Der von der Baubehörde erster Instanz beigezogene bautechnische Amtssachverständige führte in seinem Gutachten vom aus, dass die geplante Wohnhausanlage zur genehmigten Entrindungsanlage der Beschwerdeführer einen Abstand von ca. 170 m aufweise. Im ungünstigsten Fall der Schallausbreitung (Punktquelle ohne Abschirmung und Annahme eines ebenen Gebäudes, kein Zeitbezug der Einsatzdauer) ergebe sich ein Immissionspegel von 54 dB an der Gebäudeaußenwand der geplanten Wohnanlage. Gemäß den Anforderungen der Oö. Grenzwerteverordnung sei für Wohngebiete tagsüber ein (zur Beurteilung heranziehbarer) Grenzwert von 55 dB als Beurteilungspegel zulässig. Die zu erwartenden Lärmimmissionen überschritten diesen Grenzwert nicht.

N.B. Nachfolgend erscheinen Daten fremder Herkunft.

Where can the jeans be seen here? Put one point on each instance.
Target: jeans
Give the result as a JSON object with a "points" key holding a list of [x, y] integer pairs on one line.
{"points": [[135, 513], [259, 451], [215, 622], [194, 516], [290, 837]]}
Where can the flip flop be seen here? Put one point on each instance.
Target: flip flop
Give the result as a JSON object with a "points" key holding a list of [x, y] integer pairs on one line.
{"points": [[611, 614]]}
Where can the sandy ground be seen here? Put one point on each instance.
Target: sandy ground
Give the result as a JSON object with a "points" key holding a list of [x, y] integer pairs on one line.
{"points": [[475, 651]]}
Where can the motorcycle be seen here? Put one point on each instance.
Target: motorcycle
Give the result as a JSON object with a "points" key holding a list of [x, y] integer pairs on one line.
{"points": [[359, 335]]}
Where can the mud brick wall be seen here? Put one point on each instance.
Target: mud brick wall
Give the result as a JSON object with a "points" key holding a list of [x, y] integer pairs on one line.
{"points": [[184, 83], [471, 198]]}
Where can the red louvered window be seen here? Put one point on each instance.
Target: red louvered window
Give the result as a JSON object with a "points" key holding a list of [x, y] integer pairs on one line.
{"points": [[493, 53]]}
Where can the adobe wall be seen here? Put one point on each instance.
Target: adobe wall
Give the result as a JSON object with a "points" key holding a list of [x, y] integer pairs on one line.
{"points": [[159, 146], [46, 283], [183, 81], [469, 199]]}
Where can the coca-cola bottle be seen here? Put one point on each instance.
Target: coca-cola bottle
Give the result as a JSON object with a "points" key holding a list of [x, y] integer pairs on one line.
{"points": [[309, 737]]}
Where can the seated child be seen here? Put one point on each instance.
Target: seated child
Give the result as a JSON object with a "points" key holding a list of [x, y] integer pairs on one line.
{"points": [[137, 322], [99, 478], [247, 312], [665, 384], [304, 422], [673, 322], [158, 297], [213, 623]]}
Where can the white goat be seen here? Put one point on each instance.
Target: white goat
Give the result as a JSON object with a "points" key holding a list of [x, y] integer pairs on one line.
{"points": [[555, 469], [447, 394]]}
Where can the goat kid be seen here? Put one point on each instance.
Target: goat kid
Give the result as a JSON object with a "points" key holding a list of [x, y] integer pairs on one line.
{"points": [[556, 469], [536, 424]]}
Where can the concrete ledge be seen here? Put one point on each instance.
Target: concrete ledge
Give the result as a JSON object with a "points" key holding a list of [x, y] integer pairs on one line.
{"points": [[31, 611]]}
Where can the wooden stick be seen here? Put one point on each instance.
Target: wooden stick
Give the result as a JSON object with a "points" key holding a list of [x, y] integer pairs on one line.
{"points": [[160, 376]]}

Die Beschwerdeführer wiesen in ihrer hiezu abgegebenen Stellungnahme vom u.a. darauf hin, der Sachverständige habe in seinem Gutachten unberücksichtigt gelassen, dass in der bewilligten Betriebsanlage nicht nur mit der Kapsäge Holz geschnitten werde; auch an anderen Stellen des Betriebsgeländes werde mit Kreissägen Holz geschnitten.

Der bautechnische Amtssachverständige erstattete am eine ergänzende fachkundige Stellungnahme, in welcher die Vorlage entsprechender Genehmigungsbescheide angeregt wurde, um ein schalltechnisches Gutachten auf Basis dieser Bescheide als Nachweis über die zulässigen Lärmemissionen am Betriebsstandort erstatten zu können.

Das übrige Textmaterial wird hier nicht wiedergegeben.